Publisher and former presidential candidate Steve Forbes, a longtime advocate for a flat tax, joined Gohmert on Capitol Hill to push for what he called true “fairness” in the tax code.

“So far on this whole cliff debate concerning taxes is centered around how much harm do we do the patient?” Forbes said. “How much poison do we give the patient of the economy? This is truly crazy.

“The emphasis should be on removing barriers to growth, not erecting new barriers nor increasing existing barriers,” he said.

Forbes called the tax code an “abomination,” and that the only remedy is to “kill the beast, drive the stake through its heart, bury it and hope it never rises again.”

Sen. Mike Lee (R-Utah) said the complexity of the 9 million word-long tax code is the problem. “I’m convinced that no one human being has ever read the whole thing and if you did you would probably die.

“You don’t even have to go to the Amazon to find exotic creatures – they’re crawling around in this code today,” Forbes said.

The group did not specify an exact rate for a flat tax, but referenced a range between 10 percent and 17 percent. Gohmert said the percentage is negotiable, but it is more important to get the conversation moving in Congress.

Gohmert told CNSNews.com that there is currently “no openness” from Democrats on the issue, but he is hopeful that outcry from the American people could force Washington’s hand.

“The president, fortunately, has gone into campaign mode.

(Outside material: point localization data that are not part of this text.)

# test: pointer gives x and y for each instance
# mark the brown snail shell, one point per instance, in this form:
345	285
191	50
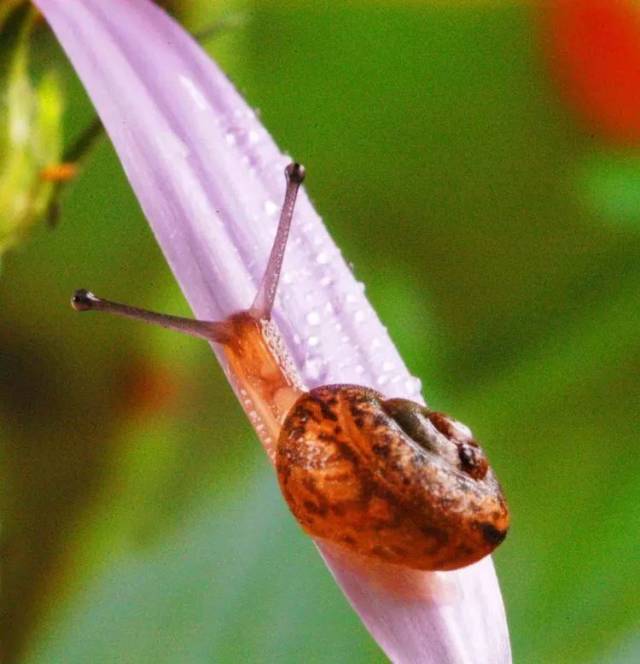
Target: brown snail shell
389	479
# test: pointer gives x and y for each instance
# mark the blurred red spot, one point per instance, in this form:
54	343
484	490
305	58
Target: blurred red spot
59	172
146	388
595	54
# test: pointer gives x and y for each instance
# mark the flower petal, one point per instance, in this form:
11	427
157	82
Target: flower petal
210	180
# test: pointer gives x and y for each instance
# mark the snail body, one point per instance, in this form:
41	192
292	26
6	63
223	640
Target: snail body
387	479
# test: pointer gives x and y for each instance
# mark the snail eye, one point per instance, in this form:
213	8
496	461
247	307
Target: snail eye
415	421
472	460
437	433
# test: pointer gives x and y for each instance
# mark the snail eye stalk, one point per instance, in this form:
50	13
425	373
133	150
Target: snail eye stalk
218	331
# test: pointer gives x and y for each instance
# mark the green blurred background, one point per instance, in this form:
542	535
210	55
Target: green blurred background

Well, that’s good news,” Gohmert said. “Because if he’s out on the campaign trail, then this is a chance for Americans to make their voices heard.

“When they see America calling out for complete fairness like a flat tax, let’s make Warren Buffet pay the same rate as his secretary,” he said. “Let’s just make capital gains, let’s make income tax, let’s make it all the same flat rate. You don’t have to pay all that money to accountants, and it’s something that you can do yourself at home.

“I think that you will then begin to hear and see the openness from the other side,” Gohmert said.

“But Americans are going to have to be heard,” he added, “or we’re just going to continue the decline we’ve been in.”